De onderzoekers keken naar cognitieve gegevens uit een bestaande studie van meer dan 1.300 oudere volwassenen met een gemiddelde leeftijd van 65 jaar die bij aanvang van het onderzoek allemaal normale cognitieve vaardigheden hadden. Van die deelnemers bezat 53% huisdieren, en 32% van hen beschreef zichzelf als huisdierbezitters over een lange termijn, wat betekent dat ze al vijf jaar of langer een huisdier hadden.
De onderzoekers maten de cognitieve functie op basis van tests die werden afgenomen om deelnemers over een periode van zes jaar te bestuderen, waaronder het tellen van getallen, rekenvaardigheden en woordherinneringstests. Op basis van hoe deelnemers elk jaar op die tests presteerden, kregen ze een cognitieve score variërend van 0 tot 27.
De onderzoekers uit Michigan ontdekten dat over de periode van zes jaar de cognitieve scores bij eigenaren van huisdieren langzamer afnamen dan bij mensen zonder huisdier. Het verschil in cognitieve achteruitgang was zelfs nog groter bij langdurige eigenaren van huisdieren. Gemiddeld hadden eigenaren van huisdieren een cognitieve score van 1,2 punten hoger dan deelnemers zonder huisdieren.
Bovendien ontdekten de onderzoekers ook dat de cognitieve voordelen van het bezit van huisdieren bij oudere mensen nog groter waren bij zwarte deelnemers, mannen en senioren met een hbo-opleiding, aldus het rapport.

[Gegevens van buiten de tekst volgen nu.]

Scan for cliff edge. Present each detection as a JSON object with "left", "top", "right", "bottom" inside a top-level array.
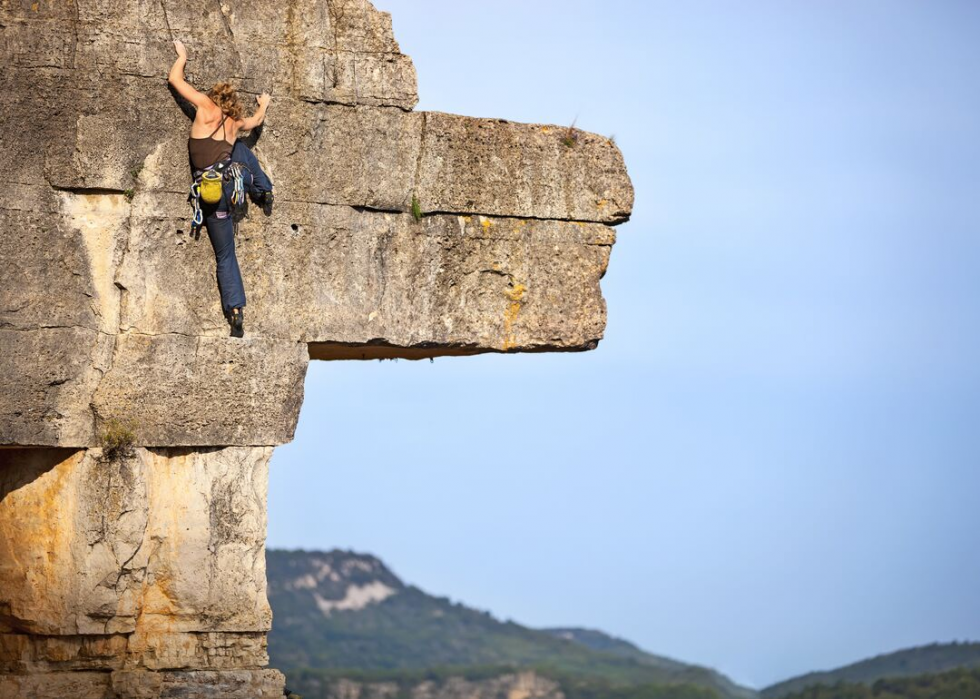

Meer dan 88% van de deelnemers aan het onderzoek was blank, 7% zwart, 2% Spaans en 3% had een andere etniciteit of ander ras.
Hoewel Braley zei dat er nog meer onderzoek nodig is om hun resultaten te bevestigen, is ze van mening dat eerder onderzoek aantoont dat huisdieren de stressniveaus van eigenaren verminderen, een verklaring zou kunnen zijn voor de resultaten van dit onderzoek. “Stress kan de cognitieve functie negatief beïnvloeden”, zei ze, wat betekent dat lagere stressniveaus de cognitieve achteruitgang kunnen vertragen.
Onderzoek uit het verleden heeft ook aangetoond dat eigenaren van huisdieren, vooral honden, vaker sporten en wandelen dan eigenaren van niet-huisdieren. Die extra oefening zou volgens Braley een boost kunnen zijn voor zowel je hersenen als je lichaam.